London:Versteckte Kamera

11 10 2017 London United Kingdom New Piccadilly Circus Billboard To Track Cars To Provide Ads

Ein bisschen mehr Zivilisation ist nicht verkehrt - solange uns so wundervolle Orte wie Piccadilly Circus in London erhalten bleiben.

(Foto: Dinendra Haria/imago)

Die "Piccadilly Lights" bestehen jetzt aus einem einzigen, riesigen Bildschirm, der auf seine Umgebung reagiert. Und Werbung einspielt, die zu den Fußgängern passt.

Von Alexander Menden

Um die 100 Millionen Menschen pro Jahr passieren den Londoner Piccadilly Circus, ein Großteil davon Touristen. Wer aber in den vergangenen neun Monaten die Kreuzung von Piccadilly, Shaftesbury Avenue und Regent Street besuchte und auf ein Selfie mit den Piccadilly Lights an seiner Nordseite hoffte, wurde enttäuscht. Seit Januar war die vielleicht berühmteste Werbefläche der Welt eingerüstet und dunkel. So lange wie seit 1949 nicht mehr.
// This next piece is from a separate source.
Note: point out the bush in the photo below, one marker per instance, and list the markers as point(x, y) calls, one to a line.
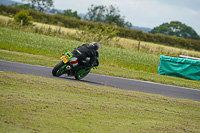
point(23, 16)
Die Wartezeit ist nun fast vorbei: Am 26. Oktober wird die Leuchtreklame offiziell wieder eingeschaltet. Die 790 Quadratmeter große, gewölbte Fläche, die bisher mit sechs Bildschirmen bestückt war, wird dann nur noch von einem einzigen gigantischen Schirm bedeckt sein. Zwar kann man ihn noch immer in sechs Rechtecke mit unterschiedlichen Werbebotschaften aufteilen, aber mit den Neonreklamen, die in alten Londoner Filmszenen ebenso wenig fehlen durften wie die roten Doppeldeckerbusse, wird er technisch sonst so gut wie nichts mehr gemein haben.

Die Piccadilly Lights sind künftig mit Wlan ausgestattet, das jeder Passant gratis nutzen kann. Vor allem aber wird Erkennungstechnik zum Einsatz kommen, die den Werbebildschirm in die Lage versetzt, auf seine Umgebung zu reagieren. So werden laut der Betreiberfirma Landsec versteckte Kameras rund um die Reklamefläche Marke, Modell und Farbe der vorbeifahrenden Autos erkennen. So kann, wenn bestimmte Autos über die Kreuzung fahren, ein auf diese abgestimmter Werbespot ausgelöst werden. Auch Alter und Geschlecht von Fußgängern werden gescannt und die Werbebotschaften entsprechend angepasst. Auch Sportresultate, Nachrichten und Feeds aus diversen sozialen Medien sollen im Programm sein.

Personalisierte Werbung wie im Kino? Datenspeicherung? Die Briten sind da entspannt

Das alles wirkt wie die beängstigend personalisierte Werbung, die dystopische Science-Fiction-Filme wie Stephen Spielbergs "Minority Report" schon vor Jahren vorhersagten. In London, einer Stadt, in der Überwachungskameras jeden einzelnen Bürger hundertfach täglich erfassen, wird das wenig Aufregung erzeugen. Die Briten sind, was Datenschutz angeht, deutlich entspannter als zum Beispiel die Deutschen. Dennoch betont Landsec ausdrücklich, es werde keinesfalls irgendwelche Datenspeicherung über die Besucher des Piccadilly Circus geben.

Bei einem Testlauf vergangene Woche schien sich allerdings ein anderes Problem abzuzeichnen: Als der Riesenbildschirm eingeschaltet wurde, tauchte er die Kreuzung in gleißendes Licht. Beobachter befürchteten, es werde zu Unfällen kommen. Die neuen Piccadilly Lights können Autofahrer nicht nur scannen, sondern auch blenden.